- Active: 1963 – present
- Country: India
- Allegiance: India
- Branch: Indian Army
- Type: Artillery
- Size: Regiment
- Nickname: Double Six
- Mottos: Sarvatra, Izzat-O-Iqbal (Everywhere with Honour and Glory).
- Colors: Red & Navy Blue
- Equipment: 130 mm guns

Insignia
- Abbreviation: 66 Med Regt

= 66 Medium Regiment (India) =

Indian Army artillery unit

66 Medium Regiment is part of the Regiment of Artillery of the Indian Army.

== Formation ==
The regiment was raised as 66 Field Regiment on 01 February 1963 at Jalandhar Cantonment under the command of Lieutenant Colonel Bikram Chand VSM.
==Operations==
The regiment has taken part in the following operations –
- Indo-Pakistani War of 1965: Barely two years after raising, the regiment took part in operations at Burki near Lahore and in the Khemkaran sector. The regiment was under 7 Infantry Division in Khemkaran. The regiment was awarded one Sena Medal, two mentioned in dispatches and one COAS Commendation Card.

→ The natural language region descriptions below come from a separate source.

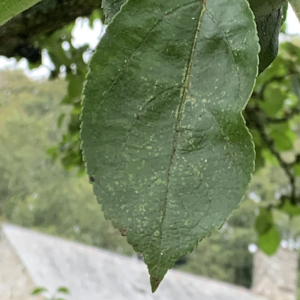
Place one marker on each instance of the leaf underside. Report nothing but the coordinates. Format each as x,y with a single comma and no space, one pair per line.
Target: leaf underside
268,28
164,141
111,8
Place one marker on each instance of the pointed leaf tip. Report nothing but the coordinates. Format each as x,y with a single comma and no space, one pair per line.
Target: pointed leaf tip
162,130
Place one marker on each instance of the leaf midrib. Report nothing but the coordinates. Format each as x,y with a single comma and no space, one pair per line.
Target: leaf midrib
179,118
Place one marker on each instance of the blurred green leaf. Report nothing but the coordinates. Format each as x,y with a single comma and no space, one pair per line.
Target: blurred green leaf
39,290
269,241
291,209
63,289
264,221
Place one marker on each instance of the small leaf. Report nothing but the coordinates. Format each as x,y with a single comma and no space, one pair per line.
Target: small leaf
162,130
264,221
291,209
10,8
63,289
269,241
60,120
39,290
275,100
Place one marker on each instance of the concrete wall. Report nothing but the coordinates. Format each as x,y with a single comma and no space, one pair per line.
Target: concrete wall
275,277
15,283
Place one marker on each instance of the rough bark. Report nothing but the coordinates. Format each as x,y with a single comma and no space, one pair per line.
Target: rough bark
18,35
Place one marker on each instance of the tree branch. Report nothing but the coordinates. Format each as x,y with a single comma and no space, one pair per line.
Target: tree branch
255,121
17,36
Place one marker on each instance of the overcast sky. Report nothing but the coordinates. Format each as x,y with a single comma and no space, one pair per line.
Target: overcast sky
82,34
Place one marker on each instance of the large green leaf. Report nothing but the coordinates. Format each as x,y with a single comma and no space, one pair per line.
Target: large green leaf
111,8
10,8
164,141
265,7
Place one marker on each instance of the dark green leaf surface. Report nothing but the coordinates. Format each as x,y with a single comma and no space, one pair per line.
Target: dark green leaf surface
270,241
268,28
165,144
111,8
265,7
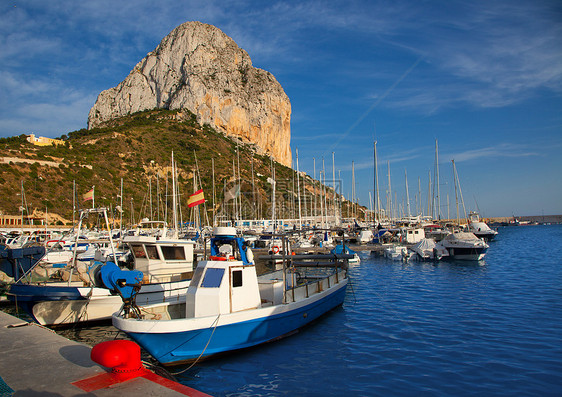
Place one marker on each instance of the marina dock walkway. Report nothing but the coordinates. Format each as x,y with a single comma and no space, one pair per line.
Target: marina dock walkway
36,361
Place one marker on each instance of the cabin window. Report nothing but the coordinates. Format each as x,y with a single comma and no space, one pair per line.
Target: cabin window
173,253
138,251
237,278
213,278
196,277
151,251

- Indo-Pakistani War of 1971: The regiment participated in Operation Cactus Lily in the Shakargarh sector and was part of the 36 Infantry Division. It was awarded two Sena Medals and one mentioned in dispatches.

- Operation Brasstacks

- Operation Pawan: The regiment moved to Sri Lanka and was deployed in infantry role in Jaffna town and in the suburb of Kankesanthurai. Colonel Gurbachan Singh Babbar was awarded the Vishisht Seva Medal.
- Operation Rakshak: In November 1991, the regiment moved to Punjab for counter-insurgency operations. It maintained an incident free period in its area of responsibility and created an environment conductive for peaceful assembly elections.
- Counter insurgency operations in Jammu and Kashmir: During its tenure in Jammu and Kashmir from 1993, the regiment won one Sena Medal and four GOC-in-C Commendation Cards.
- Operation Vijay: The regiment was inducted into the Kargil sector in September 1999 was deployed in the Line of Control. Observation post officers destroyed enemy posts and a gun position across the line of control.
- Operation Parakram: The regiment which was located at Samba from November 2001 was mobilised for the operation and destroyed an enemy post, an ammunition dump and an enemy battalion headquarters.
- Counter insurgency operations in Jammu and Kashmir: During its second tenure, the regiment took part in counter insurgency operations at Udhampur and Kathua between 2001 and 2005. It was also part of road opening parties and quick reaction teams.
- Operation Rhino: The regiment was part of the 2 Mountain Artillery Brigade and took part in counter insurgency operations in Jorhat and Sivasagar districts of Assam between July 2005 and December 2008. During this tenure, the regiment was responsible for 7 kills, 35 apprehensions, 3 surrenders, arrest of 42 over ground workers, destruction of 3 terrorist camps and recovery of arms and ammunition. Nine COAS Commendation Cards and ten GOC-in-C Commendation Cards were awarded during Operation Rhino. The regiment was awarded the GOC-in-C (Eastern Command) unit citation.

==Notable personnel==
- Lieutenant General Baljeet Singh PVSM, VSM. - Chief of Staff, Western Command was commissioned in the unit.